Generated by GPT-5-mini| Fifth Amendment | |
|---|---|
| Name | Fifth Amendment |
| Part of | Bill of Rights |
| Ratified | December 15, 1791 |
| Language | English |
| Purpose | Protection against compelled self-incrimination, double jeopardy, deprivation of life, liberty, or property without due process, grand jury indictment, and eminent domain |
Fifth Amendment
The Fifth Amendment to the United States Constitution is a component of the Bill of Rights that establishes several protections for persons accused of crimes, safeguards property rights, and prescribes procedural restraints on federal authorities. It has been interpreted and applied through decisions of the Supreme Court of the United States, legislative action by the United States Congress, and practices within state judiciaries such as the New York Court of Appeals and California Supreme Court.
The Amendment's text addresses multiple discrete protections: a requirement for grand jury indictment in capital or infamous crimes, a prohibition on double jeopardy, a protection against compelled self-incrimination, a guarantee of due process before deprivation of life, liberty, or property, and a proviso for just compensation when private property is taken for public use. These clauses have been quoted, analyzed, and cited in opinions from justices such as John Marshall, Oliver Wendell Holmes Jr., Earl Warren, William Rehnquist, and Antonin Scalia.

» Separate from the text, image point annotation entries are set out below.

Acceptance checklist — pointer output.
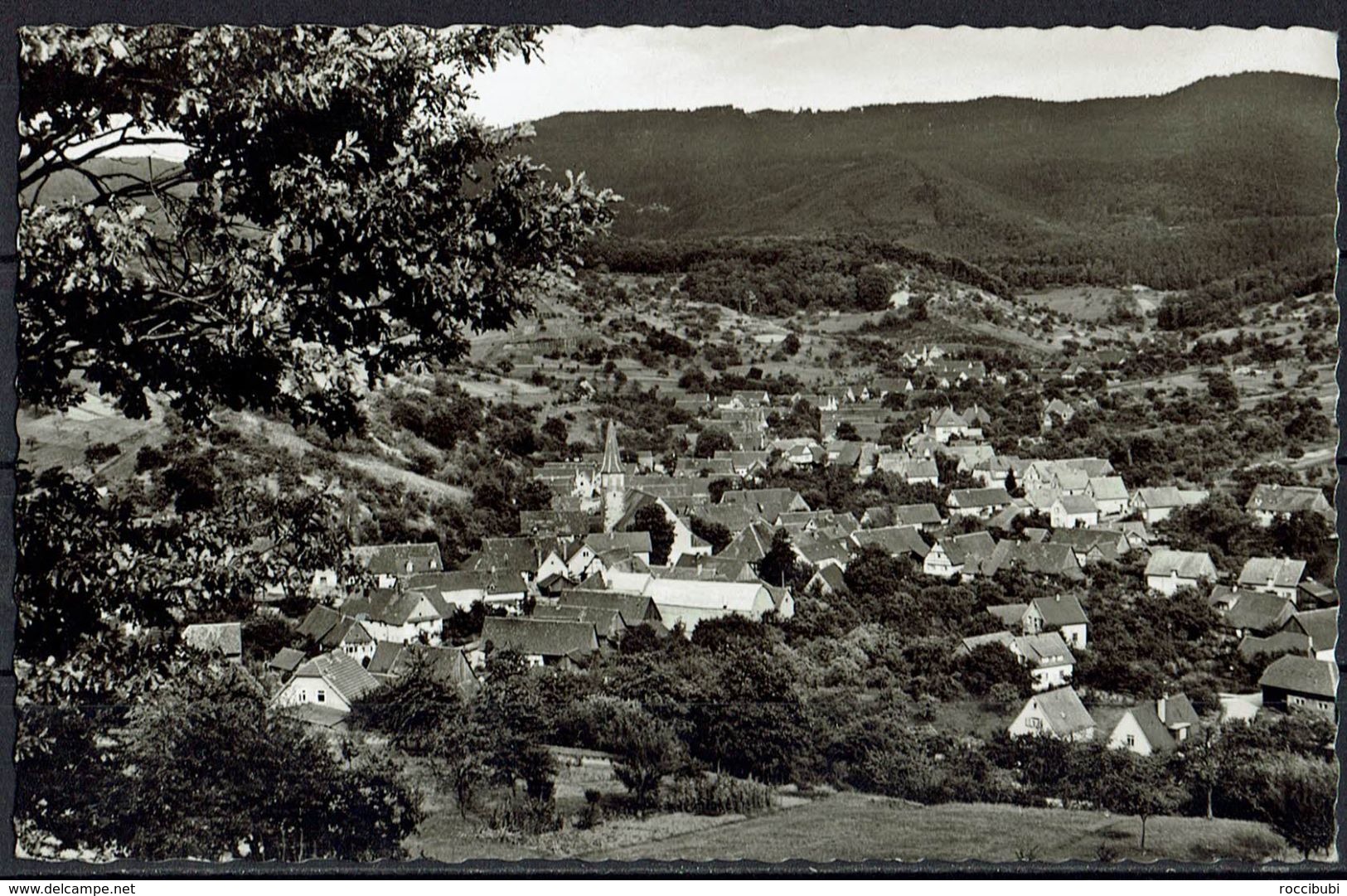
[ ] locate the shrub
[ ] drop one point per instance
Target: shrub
(715, 795)
(524, 814)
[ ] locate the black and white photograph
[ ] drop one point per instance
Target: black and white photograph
(676, 443)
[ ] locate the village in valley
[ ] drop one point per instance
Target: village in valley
(957, 507)
(870, 535)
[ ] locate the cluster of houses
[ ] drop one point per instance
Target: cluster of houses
(579, 575)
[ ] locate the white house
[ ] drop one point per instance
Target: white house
(1110, 495)
(1070, 511)
(1167, 572)
(329, 680)
(1060, 613)
(1275, 575)
(1156, 726)
(980, 503)
(1058, 713)
(690, 601)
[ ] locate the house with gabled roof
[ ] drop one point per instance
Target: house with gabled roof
(1163, 725)
(1320, 627)
(715, 569)
(1156, 504)
(1167, 570)
(222, 639)
(388, 562)
(750, 545)
(1093, 545)
(1273, 574)
(1243, 612)
(329, 680)
(913, 471)
(1045, 654)
(1273, 501)
(1110, 495)
(765, 503)
(959, 555)
(1056, 413)
(1040, 558)
(1252, 647)
(398, 616)
(286, 661)
(542, 642)
(1059, 613)
(635, 609)
(946, 424)
(693, 601)
(1058, 713)
(1071, 511)
(1300, 683)
(898, 540)
(978, 503)
(827, 581)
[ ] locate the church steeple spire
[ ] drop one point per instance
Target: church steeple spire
(612, 460)
(612, 480)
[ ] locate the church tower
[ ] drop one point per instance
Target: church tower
(612, 482)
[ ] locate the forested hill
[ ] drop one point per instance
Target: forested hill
(1223, 177)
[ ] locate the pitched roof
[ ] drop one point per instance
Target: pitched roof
(504, 554)
(1107, 488)
(916, 515)
(946, 417)
(1282, 642)
(1320, 626)
(1064, 712)
(342, 672)
(287, 659)
(609, 622)
(1008, 613)
(1277, 570)
(392, 559)
(739, 597)
(1250, 611)
(1185, 564)
(1301, 674)
(631, 542)
(833, 577)
(993, 496)
(1159, 497)
(392, 608)
(1178, 712)
(216, 637)
(539, 637)
(612, 458)
(1060, 609)
(1078, 504)
(635, 608)
(974, 546)
(318, 622)
(894, 540)
(1286, 499)
(1044, 650)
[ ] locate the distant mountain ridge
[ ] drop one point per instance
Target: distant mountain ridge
(1223, 176)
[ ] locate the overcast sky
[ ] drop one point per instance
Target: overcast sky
(790, 68)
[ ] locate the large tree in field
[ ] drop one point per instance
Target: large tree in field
(337, 213)
(333, 216)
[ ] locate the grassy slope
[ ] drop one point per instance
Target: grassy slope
(851, 826)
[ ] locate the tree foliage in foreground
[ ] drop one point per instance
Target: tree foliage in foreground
(337, 215)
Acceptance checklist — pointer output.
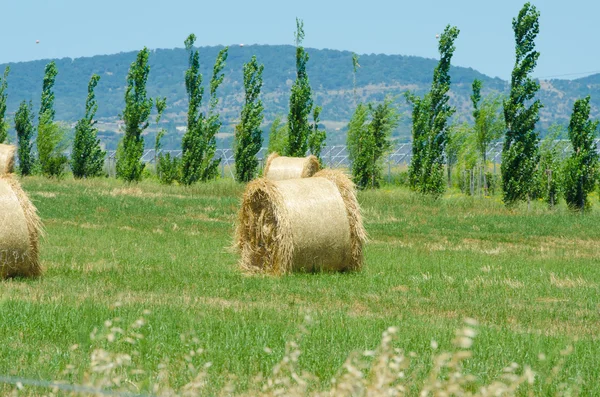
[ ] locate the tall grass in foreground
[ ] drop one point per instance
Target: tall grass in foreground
(529, 277)
(385, 371)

The Amendment emerged from post‑Revolution debates in the First Continental Congress, the Philadelphia Convention, and ratification controversies involving figures like James Madison, Alexander Hamilton, Thomas Jefferson, and George Washington. Early American reliance on English common law protections exemplified by cases like those involving the Star Chamber and writings by William Blackstone informed the framers’ concerns. Ratification campaigns in states including Virginia, Massachusetts, and Pennsylvania produced demands for explicit guarantees, prompting Madison and fellow proponents in the Federalist Party to draft provisions that became part of the United States Bill of Rights.
Major doctrines derived from the text include the privilege against compelled testimony, the double jeopardy bar, the due process guarantee, grand jury indictment requirements, and the Takings Clause’s just compensation mandate. Jurisprudential contributions from legal scholars and judges—such as Joseph Story, Roscoe Pound, Benjamin Cardozo, and Harlan Fiske Stone—have shaped standards for voluntariness, Miranda warnings associated with Ernesto Miranda, the scope of eminent domain disputes involving entities like Amtrak and Tennessee Valley Authority, and the incorporation of rights against state action via the Fourteenth Amendment cases in which the Supreme Court of the United States considered selective incorporation.
Significant decisions interpreting the Amendment include early opinions by Chief Justice John Marshall and later landmark rulings such as Miranda v. Arizona (establishing custodial warning requirements), Malloy v. Hogan (incorporating the privilege against self-incrimination against states), Brown v. Mississippi (due process limits on coerced confessions), Kelo v. City of New London (broad reading of public use in takings law), Benton v. Maryland (double jeopardy incorporation), Chandler v. Florida and other procedural Due Process cases, and United States v. Burr which addressed grand jury and indictment questions. Opinions authored by Justices Felix Frankfurter, Thurgood Marshall, Sandra Day O'Connor, and Clarence Thomas further refined evidentiary and procedural contours.
Application debates span criminal procedure, prosecutorial practice, civil litigation, and eminent domain controversies involving municipalities like New London, Connecticut and corporations such as General Motors. Controversy arises over invocation limits exemplified by high‑profile prosecutions involving figures from Watergate, Iran-Contra, and prosecutions overseen by special counsels linked to events like Whitewater and Monica Lewinsky investigations. Policy and academic responses from institutions including American Civil Liberties Union, Heritage Foundation, Brookings Institution, and law schools at Harvard University and Yale University critique balancing individual rights against investigative needs. Legislative reforms by the United States Congress and state legislatures have responded to judicial rulings with statutes affecting grand jury secrecy, compensation standards, and witness immunity.
Through incorporation doctrine via the Fourteenth Amendment, the Amendment's protections have influenced state constitutions and courts in jurisdictions such as California, New York, Texas, and Florida. Comparatively, analogous safeguards appear in foreign instruments like the Canadian Charter of Rights and Freedoms, the European Convention on Human Rights, and constitutions of nations such as Australia and India, where courts including the Supreme Court of India and the High Court of Australia confront parallel issues of self‑incrimination, procedural fairness, and compensation for takings. International bodies including the International Criminal Court and the European Court of Human Rights engage related principles when adjudicating detention, confession, and property rights claims.